And guess what? My DP also turned out to be because of narcissistic abuse in childhood. My mother had full-blown NPD. What's craziest is that I asked my dad for old home videos. I couldn't believe what I saw- that at age 5, there were moments where I would look away from the camera and actually dissociate! I had no idea that I was experiencing DP/DR at such a young age, but there was proof before my very eyes!

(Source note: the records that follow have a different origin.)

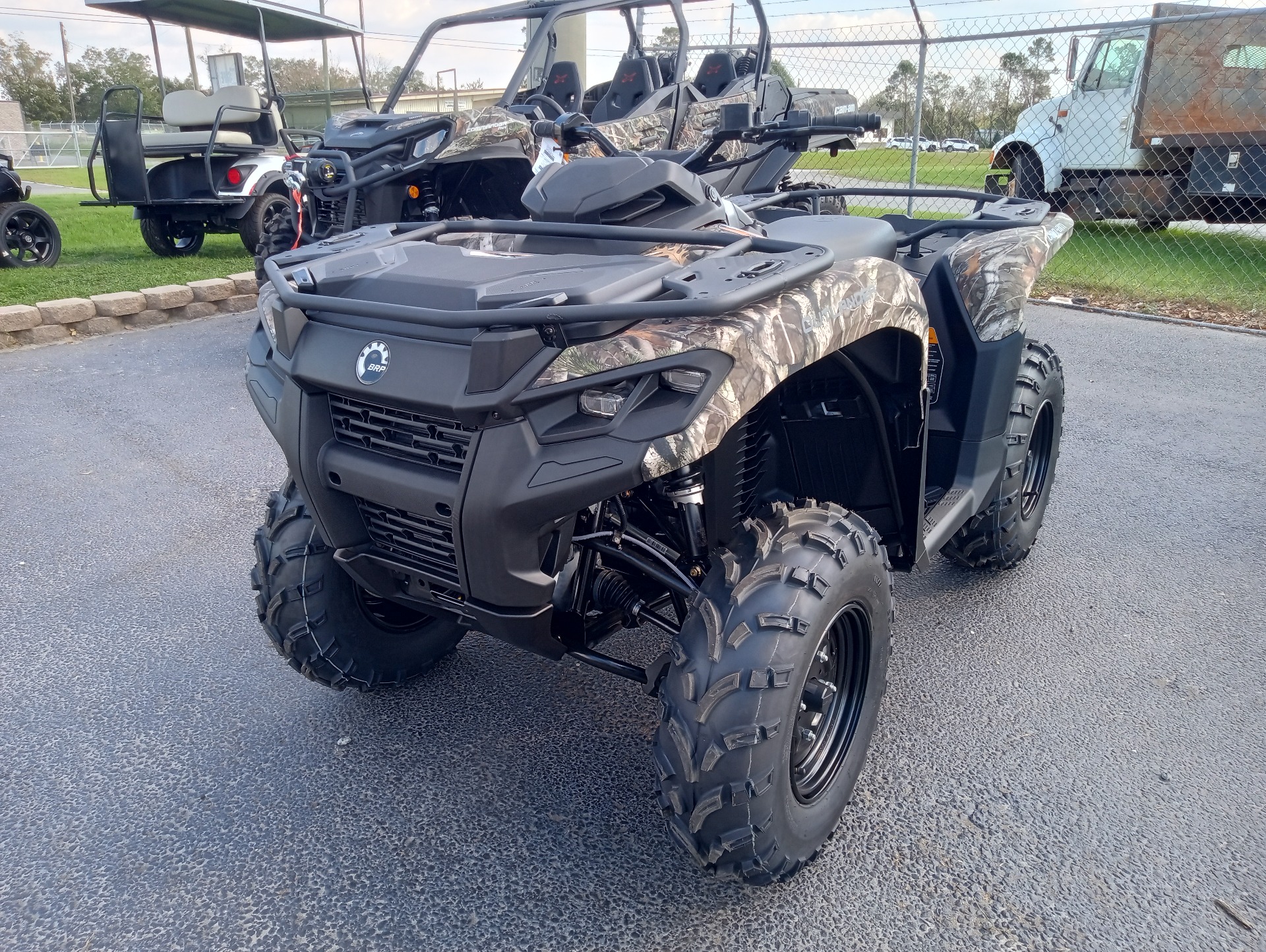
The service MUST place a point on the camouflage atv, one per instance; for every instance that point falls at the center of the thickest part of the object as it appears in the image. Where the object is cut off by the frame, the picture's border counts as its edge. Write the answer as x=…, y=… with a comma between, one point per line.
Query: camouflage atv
x=722, y=423
x=396, y=166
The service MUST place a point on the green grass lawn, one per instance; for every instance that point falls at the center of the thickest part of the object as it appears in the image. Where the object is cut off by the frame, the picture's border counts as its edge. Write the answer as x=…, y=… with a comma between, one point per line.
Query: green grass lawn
x=1161, y=266
x=103, y=253
x=76, y=177
x=960, y=170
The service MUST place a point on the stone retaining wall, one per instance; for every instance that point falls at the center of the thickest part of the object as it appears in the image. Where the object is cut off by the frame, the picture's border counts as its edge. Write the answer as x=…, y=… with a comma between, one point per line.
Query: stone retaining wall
x=122, y=311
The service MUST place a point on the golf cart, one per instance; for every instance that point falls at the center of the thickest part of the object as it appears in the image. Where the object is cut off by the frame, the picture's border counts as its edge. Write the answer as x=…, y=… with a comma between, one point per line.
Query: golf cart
x=399, y=166
x=28, y=236
x=719, y=422
x=220, y=170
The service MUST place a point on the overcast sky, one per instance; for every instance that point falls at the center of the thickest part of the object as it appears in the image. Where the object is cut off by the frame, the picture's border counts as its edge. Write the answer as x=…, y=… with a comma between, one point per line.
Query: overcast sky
x=489, y=52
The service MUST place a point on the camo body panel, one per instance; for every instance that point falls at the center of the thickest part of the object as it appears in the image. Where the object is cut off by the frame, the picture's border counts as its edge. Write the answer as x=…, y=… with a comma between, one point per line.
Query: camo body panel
x=704, y=117
x=997, y=270
x=491, y=126
x=769, y=342
x=636, y=133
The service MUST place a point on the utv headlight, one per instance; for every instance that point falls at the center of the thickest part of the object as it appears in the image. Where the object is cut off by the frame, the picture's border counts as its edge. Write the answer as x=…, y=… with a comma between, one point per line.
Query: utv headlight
x=684, y=381
x=269, y=318
x=604, y=402
x=323, y=173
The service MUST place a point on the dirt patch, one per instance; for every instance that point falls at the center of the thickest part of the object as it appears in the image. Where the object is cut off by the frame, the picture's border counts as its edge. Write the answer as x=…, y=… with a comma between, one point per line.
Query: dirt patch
x=1187, y=311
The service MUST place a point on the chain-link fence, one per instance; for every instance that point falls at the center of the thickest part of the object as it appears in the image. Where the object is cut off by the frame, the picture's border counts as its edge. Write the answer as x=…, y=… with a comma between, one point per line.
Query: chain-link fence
x=1147, y=125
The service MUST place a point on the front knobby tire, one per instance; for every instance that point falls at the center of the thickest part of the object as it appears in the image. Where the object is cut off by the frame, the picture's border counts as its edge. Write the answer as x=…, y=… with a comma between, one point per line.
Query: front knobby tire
x=771, y=700
x=280, y=235
x=326, y=627
x=1002, y=535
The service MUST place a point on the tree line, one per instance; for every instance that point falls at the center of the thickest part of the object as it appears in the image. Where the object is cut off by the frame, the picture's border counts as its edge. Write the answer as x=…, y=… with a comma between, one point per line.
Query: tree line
x=984, y=108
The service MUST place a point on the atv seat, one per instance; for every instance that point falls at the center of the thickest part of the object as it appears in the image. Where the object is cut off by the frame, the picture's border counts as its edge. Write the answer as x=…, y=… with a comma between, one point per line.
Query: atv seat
x=243, y=131
x=632, y=84
x=847, y=236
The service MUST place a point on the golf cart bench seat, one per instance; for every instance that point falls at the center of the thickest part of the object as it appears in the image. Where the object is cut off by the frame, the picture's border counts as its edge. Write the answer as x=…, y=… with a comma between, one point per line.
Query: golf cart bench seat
x=194, y=114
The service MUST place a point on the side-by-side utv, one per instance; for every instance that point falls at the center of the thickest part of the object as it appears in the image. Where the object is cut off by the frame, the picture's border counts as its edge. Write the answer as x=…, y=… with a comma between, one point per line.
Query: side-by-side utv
x=218, y=166
x=722, y=423
x=394, y=166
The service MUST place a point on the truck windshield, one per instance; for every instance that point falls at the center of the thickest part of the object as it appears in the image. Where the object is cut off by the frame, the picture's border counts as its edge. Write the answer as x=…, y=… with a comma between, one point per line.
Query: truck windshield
x=1114, y=63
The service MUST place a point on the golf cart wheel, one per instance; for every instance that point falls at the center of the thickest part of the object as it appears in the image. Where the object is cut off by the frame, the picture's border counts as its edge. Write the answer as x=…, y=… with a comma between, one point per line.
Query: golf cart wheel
x=829, y=206
x=173, y=239
x=771, y=700
x=327, y=627
x=1002, y=533
x=269, y=210
x=278, y=237
x=28, y=237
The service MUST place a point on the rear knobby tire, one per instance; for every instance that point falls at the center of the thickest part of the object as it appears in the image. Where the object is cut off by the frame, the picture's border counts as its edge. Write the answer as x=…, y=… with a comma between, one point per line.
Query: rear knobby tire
x=803, y=597
x=326, y=627
x=1002, y=535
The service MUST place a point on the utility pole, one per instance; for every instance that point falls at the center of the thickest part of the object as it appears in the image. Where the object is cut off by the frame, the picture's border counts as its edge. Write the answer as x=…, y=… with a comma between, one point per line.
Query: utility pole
x=324, y=56
x=70, y=86
x=193, y=60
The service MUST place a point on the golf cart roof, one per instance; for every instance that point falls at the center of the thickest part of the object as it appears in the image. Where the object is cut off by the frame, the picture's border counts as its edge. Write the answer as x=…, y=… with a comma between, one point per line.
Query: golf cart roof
x=235, y=18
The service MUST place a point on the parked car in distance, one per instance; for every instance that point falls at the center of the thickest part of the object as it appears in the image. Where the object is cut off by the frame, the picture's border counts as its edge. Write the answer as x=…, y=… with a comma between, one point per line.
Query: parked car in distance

I know your pain and stress, AlexDAK, but am overjoyed to know that your DP is a result of your childhood experiences (I know that sounds really weird!) *I wish you could've been spared the abuse*, but this fact makes me so confident that your DP IS treatable, and CAN absolutely go away!!!


----------



## luctor et emergo (May 22, 2015)

What an inspiring story, thanks for sharing! Can you tell a bit more about the contents, the form and the frequency of your therapy?


----------



## Zed (Jul 25, 2015)

A very inspiring story and dare I say it, a very typical experience of why many here have DPD unfortunately. Thanks for coming back and sharing that with us.

It's very interesting you noticed that nights were when your DPD would peak, and making the connection with night time corresponding to the time when you were often abused. I'd be interested to know how you eventually dealt with the feelings (anxiety?) you'd have around night time to lessen the dissociation.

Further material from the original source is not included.